Richie Merzian of progressive think tank The Australia Institute said the latest figures must be viewed cautiously and in context.
“What we are really worried about is the emissions bouncing back with a vengeance … these aren’t (driven by) policies – these are consequences of our economic response to coronavirus,” he told SBS News.
“We need proactive sustainable policies if we actually are interested in keeping our emissions down and continuing to drive it down.”
The government figures, released by the Department of Industry, Science, Energy and Resources, give preliminary estimates to the nation’s emissions results to June and official data for March.
Emissions are estimated to fall 8 per cent in the June quarter compared to a year earlier, including a massive 79 per cent reduction in emissions from jet fuel and a 26.7 per cent decline in petrol.

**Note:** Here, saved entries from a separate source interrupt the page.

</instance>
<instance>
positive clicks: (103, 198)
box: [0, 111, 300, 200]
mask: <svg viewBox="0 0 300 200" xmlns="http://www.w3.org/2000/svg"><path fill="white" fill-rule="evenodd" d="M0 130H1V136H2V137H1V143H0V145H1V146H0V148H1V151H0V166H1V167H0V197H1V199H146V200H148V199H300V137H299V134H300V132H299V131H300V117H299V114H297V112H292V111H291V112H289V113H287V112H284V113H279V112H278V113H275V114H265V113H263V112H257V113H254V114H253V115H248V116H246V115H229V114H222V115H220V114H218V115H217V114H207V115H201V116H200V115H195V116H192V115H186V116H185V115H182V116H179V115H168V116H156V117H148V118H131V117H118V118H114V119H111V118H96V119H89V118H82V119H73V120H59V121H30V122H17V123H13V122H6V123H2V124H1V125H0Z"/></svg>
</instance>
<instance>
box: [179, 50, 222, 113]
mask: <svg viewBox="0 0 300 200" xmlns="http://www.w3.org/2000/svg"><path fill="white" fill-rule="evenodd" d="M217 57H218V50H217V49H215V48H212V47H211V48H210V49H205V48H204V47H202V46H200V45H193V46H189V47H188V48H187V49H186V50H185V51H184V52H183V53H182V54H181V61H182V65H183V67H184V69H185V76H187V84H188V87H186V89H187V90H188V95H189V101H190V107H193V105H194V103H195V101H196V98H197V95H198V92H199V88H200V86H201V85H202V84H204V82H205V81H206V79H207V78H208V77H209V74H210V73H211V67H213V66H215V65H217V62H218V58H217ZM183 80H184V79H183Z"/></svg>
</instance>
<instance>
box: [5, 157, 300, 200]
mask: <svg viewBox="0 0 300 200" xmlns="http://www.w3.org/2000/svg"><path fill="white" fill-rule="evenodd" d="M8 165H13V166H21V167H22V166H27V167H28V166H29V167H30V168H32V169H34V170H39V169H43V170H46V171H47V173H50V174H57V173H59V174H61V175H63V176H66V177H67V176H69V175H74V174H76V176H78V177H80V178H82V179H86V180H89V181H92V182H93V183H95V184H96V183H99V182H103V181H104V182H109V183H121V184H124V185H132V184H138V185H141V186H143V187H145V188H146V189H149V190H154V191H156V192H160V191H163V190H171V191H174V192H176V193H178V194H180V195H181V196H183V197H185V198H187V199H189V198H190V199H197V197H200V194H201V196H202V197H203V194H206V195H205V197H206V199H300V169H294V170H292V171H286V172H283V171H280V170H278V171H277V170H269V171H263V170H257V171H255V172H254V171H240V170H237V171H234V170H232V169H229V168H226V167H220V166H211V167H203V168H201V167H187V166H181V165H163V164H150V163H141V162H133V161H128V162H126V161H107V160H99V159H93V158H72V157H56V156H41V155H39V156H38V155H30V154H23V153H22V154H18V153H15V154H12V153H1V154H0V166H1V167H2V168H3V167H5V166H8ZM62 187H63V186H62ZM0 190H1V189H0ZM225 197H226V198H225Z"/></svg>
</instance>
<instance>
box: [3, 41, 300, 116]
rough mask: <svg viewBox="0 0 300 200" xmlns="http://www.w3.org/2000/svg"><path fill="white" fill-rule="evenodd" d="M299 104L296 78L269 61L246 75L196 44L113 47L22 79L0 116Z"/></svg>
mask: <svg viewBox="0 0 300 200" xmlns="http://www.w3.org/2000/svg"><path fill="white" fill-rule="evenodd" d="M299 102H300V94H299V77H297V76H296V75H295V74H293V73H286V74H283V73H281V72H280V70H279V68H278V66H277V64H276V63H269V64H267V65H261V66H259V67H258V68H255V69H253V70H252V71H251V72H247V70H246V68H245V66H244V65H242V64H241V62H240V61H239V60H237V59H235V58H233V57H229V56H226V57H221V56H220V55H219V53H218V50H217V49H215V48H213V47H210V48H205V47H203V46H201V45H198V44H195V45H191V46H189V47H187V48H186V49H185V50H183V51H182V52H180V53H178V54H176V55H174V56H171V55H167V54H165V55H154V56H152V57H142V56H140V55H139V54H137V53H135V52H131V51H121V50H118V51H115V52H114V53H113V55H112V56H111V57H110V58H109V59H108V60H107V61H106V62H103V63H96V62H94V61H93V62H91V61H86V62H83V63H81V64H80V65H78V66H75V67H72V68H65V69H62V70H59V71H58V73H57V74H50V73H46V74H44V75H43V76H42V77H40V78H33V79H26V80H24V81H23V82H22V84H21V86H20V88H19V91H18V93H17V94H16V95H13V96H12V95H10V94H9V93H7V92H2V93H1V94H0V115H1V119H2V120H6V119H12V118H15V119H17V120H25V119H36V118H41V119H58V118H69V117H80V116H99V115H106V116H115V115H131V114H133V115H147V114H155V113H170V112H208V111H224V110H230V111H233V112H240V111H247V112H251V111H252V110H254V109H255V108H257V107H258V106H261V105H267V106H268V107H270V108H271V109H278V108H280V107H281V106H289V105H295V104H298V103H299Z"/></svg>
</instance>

Mr Taylor said restrictions on Australians "livelihood and freedom to travel" had driven the results.
“With the impacts of COVID-19 restrictions being felt across the economy, emissions have reduced as expected,” Mr Taylor said.
In the year to March, it's estimated emissions fell 1.4 per cent, which the government says amounts to a 14.3 per cent below 2005 levels – the baseline for the nation’s Paris agreement.
Australia's commitment to the agreement requires an emissions reduction of at least 26 per cent by 2030, based on 2005 levels.
But Independent MP Zali Steggall is lobbying support for a private member bill to get government to commit to a net-zero emissions target by 2050.
She said the nation must place stronger climate action at the centre of its recovery from the pandemic.
“It’s absolutely necessary for the government to focus on a renewable-led recovery,” she said.
“There is only one way to do it and that is with a clean recovery.”
The government’s COVID committee - set up to advise on the nation’s recovery to the pandemic – has asked the government to consider underwriting new investment in gas pipelines.
But Ms Steggall said championing the fossil fuel in Australia's recovery would put the country out of step with counterparts in the European Union adopting renewable-led approaches.
“The Australian Government seems to be the only one at odds, focusing on a fossil fuel technology, which is gas,” Ms Steggall said.
“There's nothing natural about gas as being the backbone of our recovery now.”
Industry super fund CBUS has also backed a “green recovery” from the crisis, announcing it will target a 45 per cent emissions reduction in investments over the next ten years.
Australia is considered one of the world’s largest exporter of fossil fuels through coal and liquified natural gas projects.
The latest data showed emissions from exports continue to increase up 1.9 per cent, tied to a 11 per cent increase in LNG exports.
The government said the latest official data - excluding emissions generated by exports – showed emissions have fallen 32 per cent on 2005 levels.
In a statement it said this reflected a “continuing decarbonisation” of the economy.